Diffraction data for the C05-HK68/H3 trimer complex were collected on the GM/CA-CAT 23ID-B beamline at the Advanced Photo Source at Argonne National Laboratory. Due to poor crystal quality (cluster of stacked plates), the diffraction images were messy and highly anisotropic. The data were indexed in spacegroup P1, integrated and scaled using HKL2000 (HKL Research), and merged using Xprep (Bruker). The structure was solved by molecular replacement to a nominal resolution of 4.25 Å using Phaser⁴⁶. However, due to the anisotropy of the diffraction, many reflections were observed at significantly higher resolution (~3.2 Å) than the nominal resolution reported, and these additional data were included in refinement. A HK68/H3 trimer from the high-resolution structure reported here was used as the initial search model and total of 4 trimers (12 HA protomers) were found in the asymmetric unit. The C05-HK68/H3 HA1 complex was docked onto each of the 12 HA1 subunits in the asymmetric unit to position the C05 Fab.

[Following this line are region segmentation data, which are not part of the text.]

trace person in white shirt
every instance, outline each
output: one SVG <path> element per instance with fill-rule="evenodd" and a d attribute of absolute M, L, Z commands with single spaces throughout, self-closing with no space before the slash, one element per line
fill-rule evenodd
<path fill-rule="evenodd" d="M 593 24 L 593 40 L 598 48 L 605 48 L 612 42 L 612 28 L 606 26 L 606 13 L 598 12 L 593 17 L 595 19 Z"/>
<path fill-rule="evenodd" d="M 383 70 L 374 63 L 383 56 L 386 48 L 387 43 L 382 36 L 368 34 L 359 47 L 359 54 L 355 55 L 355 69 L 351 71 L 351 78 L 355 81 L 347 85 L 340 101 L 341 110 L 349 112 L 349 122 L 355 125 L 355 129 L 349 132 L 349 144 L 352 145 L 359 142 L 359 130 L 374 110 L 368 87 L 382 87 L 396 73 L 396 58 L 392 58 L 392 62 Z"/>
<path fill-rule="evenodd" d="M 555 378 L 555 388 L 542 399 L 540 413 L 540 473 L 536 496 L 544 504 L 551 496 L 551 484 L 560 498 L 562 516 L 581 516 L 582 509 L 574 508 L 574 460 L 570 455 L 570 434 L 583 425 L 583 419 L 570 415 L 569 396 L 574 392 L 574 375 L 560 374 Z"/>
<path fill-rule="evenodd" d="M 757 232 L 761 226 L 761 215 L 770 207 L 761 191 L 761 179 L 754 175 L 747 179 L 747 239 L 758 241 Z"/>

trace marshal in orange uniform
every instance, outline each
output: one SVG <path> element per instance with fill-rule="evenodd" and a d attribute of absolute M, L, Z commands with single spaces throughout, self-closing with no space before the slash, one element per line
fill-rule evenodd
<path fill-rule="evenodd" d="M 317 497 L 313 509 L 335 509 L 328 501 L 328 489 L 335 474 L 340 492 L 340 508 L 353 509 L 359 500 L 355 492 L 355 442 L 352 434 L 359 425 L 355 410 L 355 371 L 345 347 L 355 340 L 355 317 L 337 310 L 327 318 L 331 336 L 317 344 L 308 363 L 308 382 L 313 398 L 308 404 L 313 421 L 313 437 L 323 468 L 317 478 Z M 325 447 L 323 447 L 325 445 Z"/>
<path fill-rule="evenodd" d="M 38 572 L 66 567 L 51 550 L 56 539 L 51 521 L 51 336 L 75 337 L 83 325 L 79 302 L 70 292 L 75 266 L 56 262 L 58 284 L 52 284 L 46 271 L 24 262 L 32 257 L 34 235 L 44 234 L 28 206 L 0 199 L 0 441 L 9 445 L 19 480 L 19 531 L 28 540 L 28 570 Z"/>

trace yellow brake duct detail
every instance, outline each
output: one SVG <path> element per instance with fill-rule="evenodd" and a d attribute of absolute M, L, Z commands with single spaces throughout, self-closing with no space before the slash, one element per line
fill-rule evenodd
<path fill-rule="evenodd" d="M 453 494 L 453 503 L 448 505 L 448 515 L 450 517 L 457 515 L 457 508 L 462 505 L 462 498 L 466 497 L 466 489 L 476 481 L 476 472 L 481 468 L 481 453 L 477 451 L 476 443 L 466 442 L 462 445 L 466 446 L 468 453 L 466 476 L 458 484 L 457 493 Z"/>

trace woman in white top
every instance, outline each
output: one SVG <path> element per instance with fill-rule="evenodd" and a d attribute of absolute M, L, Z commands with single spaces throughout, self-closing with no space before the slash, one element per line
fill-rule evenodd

Rigid body refinement, simulated annealing and restrained refinement (including TLS refinement, with one group for HA1, one for HA2, and one for each Ig domain) were carried out in Phenix⁴⁷. Riding hydrogens were used during refinement and are included in the final model. Between rounds of refinement, the model was built and adjusted using Coot⁴⁸. Refinement statistics can be found in Supplementary Table 1.

Structural analyses

Hydrogen bonds and van der Waals’ contacts between C05 and the HK68/H3 HAl domain HA were calculated using HBPLUS and CONTACSYM, respectively. Surface area buried upon Fab binding was calculated with MS. MacPyMol (DeLano Scientific) and UCSF Chimera⁴⁹ was used to render structure figures and for general manipulations. Kabat numbering was applied to the coordinates using the AbNum server³⁷. The final coordinates were validated using the JCSG quality control server (v2.7), which includes Molprobity⁵⁰:

Sequence analysis of COS epitope conservation in all HA proteins

All full-length, non-redundant, and non-lab strain influenza A HA sequences were downloaded from the NCBI FLU database³⁴. At the time of download (August 7, 2010), the dataset included 8720 sequences encompassing all 16 influenza A subtypes, of which 5813 and 2907 sequences were from group 1 and group 2 viruses, respectively. The sequences were aligned using MUSCLE³⁸ and analyzed using GCG (Accelrys) and custom shell scripts (available from the authors upon request). In this analysis, residues are considered conserved if substitutions are restricted to other amino acids in the same group: 1) Asp, Asn, Glu, GIn (negatively charged or isosteric polar substitutions); 2) Val, Ile, Leu, Met (small hydrophobic); 3) Phe and Tyr (aromatic); and 4) Ser and Thr (small polar/hydroxyl). The values reported for percent conservation are the number to sequences with an identical or conservative change at a position divided by the total number of sequences and multiplied by 100.